Malaysian authorities seize bibles in ‘Allah’ row
The seized Bibles, were in Malay and Iban, a language spoken by one of the country’s indigenous groups
Malaysian Islamic authorities on Thursday seized hundreds of Bibles from a Christian group and detained two of their officers, one of them said, amid tensions over the use of “Allah”.
A court in October barred a Malaysian Catholic newspaper from using “Allah” to refer to the Christian God in its Malay-language edition -- a verdict welcomed by Muslim conservatives, but which sparked concern among Christians, a minority in the multi-faith country.
After the verdict, Prime Minister Najib Razak, walking a tightrope between pleasing his conservative Muslim ethnic Malay base without alienating the country’s non-Muslim minorities, assured Christians their practice would not be threatened.
But Islamic officials from central Selangor state, just next to the capital Kuala Lumpur, on Thursday seized 16 boxes containing more than 300 Bibles from the Bible Society of Malaysia, the society’s president Lee Min Choon said.
Lee said he and a colleague were also detained “under a state law, which prohibits the use of the word Allah by non-Muslims”.
The seized Bibles, imported from neighboring Indonesia where Malay is also spoken, were in Malay and Iban, a language spoken by one of the country’s indigenous groups.
“We have been using them (the Bibles) ever since the society started (in 1985), and even before that,” Lee told AFP by mobile phone from a police station. “This is the first time we have been raided.”
It was not clear whether Lee and his colleague would continue to be held or charged.
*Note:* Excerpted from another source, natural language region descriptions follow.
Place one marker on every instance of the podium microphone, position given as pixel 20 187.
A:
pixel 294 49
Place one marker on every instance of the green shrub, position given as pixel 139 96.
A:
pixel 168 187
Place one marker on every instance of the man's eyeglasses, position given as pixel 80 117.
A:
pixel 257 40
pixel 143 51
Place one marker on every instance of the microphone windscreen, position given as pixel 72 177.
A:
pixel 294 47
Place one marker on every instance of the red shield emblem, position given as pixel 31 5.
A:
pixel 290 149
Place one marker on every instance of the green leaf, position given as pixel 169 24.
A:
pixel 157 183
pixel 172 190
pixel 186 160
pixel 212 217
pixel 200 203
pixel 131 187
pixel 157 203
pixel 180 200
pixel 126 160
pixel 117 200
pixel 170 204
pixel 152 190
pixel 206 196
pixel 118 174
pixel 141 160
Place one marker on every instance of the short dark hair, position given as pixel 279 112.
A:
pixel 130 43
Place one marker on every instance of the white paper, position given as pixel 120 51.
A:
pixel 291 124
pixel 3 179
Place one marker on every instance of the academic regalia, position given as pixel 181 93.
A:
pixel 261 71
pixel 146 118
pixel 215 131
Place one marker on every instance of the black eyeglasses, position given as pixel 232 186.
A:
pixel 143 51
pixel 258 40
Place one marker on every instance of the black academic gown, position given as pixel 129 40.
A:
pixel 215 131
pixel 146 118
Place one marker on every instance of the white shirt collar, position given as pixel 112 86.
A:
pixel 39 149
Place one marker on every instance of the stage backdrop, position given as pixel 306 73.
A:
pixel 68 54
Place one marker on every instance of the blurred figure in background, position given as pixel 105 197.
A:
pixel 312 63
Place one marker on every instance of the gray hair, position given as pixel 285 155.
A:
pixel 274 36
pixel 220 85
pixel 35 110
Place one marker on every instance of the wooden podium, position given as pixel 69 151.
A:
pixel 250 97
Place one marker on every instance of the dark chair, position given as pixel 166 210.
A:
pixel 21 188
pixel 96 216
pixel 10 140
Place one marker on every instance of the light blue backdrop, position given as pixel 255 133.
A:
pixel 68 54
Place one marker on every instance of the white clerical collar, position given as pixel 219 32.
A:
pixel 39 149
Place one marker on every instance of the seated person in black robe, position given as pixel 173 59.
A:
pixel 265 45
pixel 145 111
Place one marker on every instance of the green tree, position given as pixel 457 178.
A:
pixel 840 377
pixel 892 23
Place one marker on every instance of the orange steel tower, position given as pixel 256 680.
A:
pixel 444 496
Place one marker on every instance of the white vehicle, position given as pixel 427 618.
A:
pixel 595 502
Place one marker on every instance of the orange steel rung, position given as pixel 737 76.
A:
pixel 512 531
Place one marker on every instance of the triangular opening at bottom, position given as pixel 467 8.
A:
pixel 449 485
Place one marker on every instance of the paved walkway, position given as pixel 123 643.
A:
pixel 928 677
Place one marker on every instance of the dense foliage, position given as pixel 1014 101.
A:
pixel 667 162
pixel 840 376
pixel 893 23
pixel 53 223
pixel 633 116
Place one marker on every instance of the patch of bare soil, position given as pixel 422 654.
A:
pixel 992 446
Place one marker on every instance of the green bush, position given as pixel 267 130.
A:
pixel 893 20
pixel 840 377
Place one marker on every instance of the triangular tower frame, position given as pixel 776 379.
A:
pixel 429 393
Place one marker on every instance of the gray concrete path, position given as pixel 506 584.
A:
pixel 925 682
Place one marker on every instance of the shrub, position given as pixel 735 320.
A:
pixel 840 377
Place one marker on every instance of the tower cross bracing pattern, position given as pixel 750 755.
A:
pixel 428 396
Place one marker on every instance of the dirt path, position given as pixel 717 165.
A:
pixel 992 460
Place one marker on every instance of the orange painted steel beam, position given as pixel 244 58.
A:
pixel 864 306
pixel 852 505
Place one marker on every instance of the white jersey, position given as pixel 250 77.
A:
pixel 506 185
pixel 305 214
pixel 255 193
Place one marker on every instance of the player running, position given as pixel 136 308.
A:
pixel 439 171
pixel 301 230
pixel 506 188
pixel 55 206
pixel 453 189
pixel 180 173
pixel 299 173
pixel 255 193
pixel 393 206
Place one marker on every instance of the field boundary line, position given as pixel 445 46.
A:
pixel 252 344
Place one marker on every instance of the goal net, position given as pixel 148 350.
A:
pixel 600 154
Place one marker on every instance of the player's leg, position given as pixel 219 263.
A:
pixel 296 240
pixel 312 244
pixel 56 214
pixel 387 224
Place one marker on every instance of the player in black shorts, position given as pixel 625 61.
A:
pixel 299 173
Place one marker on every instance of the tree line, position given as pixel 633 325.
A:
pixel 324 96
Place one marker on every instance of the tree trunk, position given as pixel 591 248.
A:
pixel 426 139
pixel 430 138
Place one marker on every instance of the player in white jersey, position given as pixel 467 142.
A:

Officials from the Selangor Islamic Religious Department did not immediately return a request for comment.
The dispute over the use of “Allah” by non-Muslims erupted in early 2009, when the Home Ministry threatened to revoke the publishing permit of the Catholic newspaper the Herald for using the word.
Authorities said using “Allah” in non-Muslim literature could confuse Muslims and entice them to convert.
The Catholic Church sued, claiming violation of its constitutional rights.
A court upheld the Church’s argument later that year and lifted the ban. But a higher court overturned that ruling in October, reinstating the ban.
The ban’s removal triggered a series of attacks on places of worship in early 2010, mostly churches, using Molotov cocktails, rocks and paint, and sparked fears of wider religious conflict.
Muslims make up 60 percent of the country’s 28 million people, while Christians account for about nine percent.
Malaysia has largely avoided overt religious conflict in recent decades, but tensions have slowly risen along with what many perceive as an increasing Islamisation of the Southeast Asian country.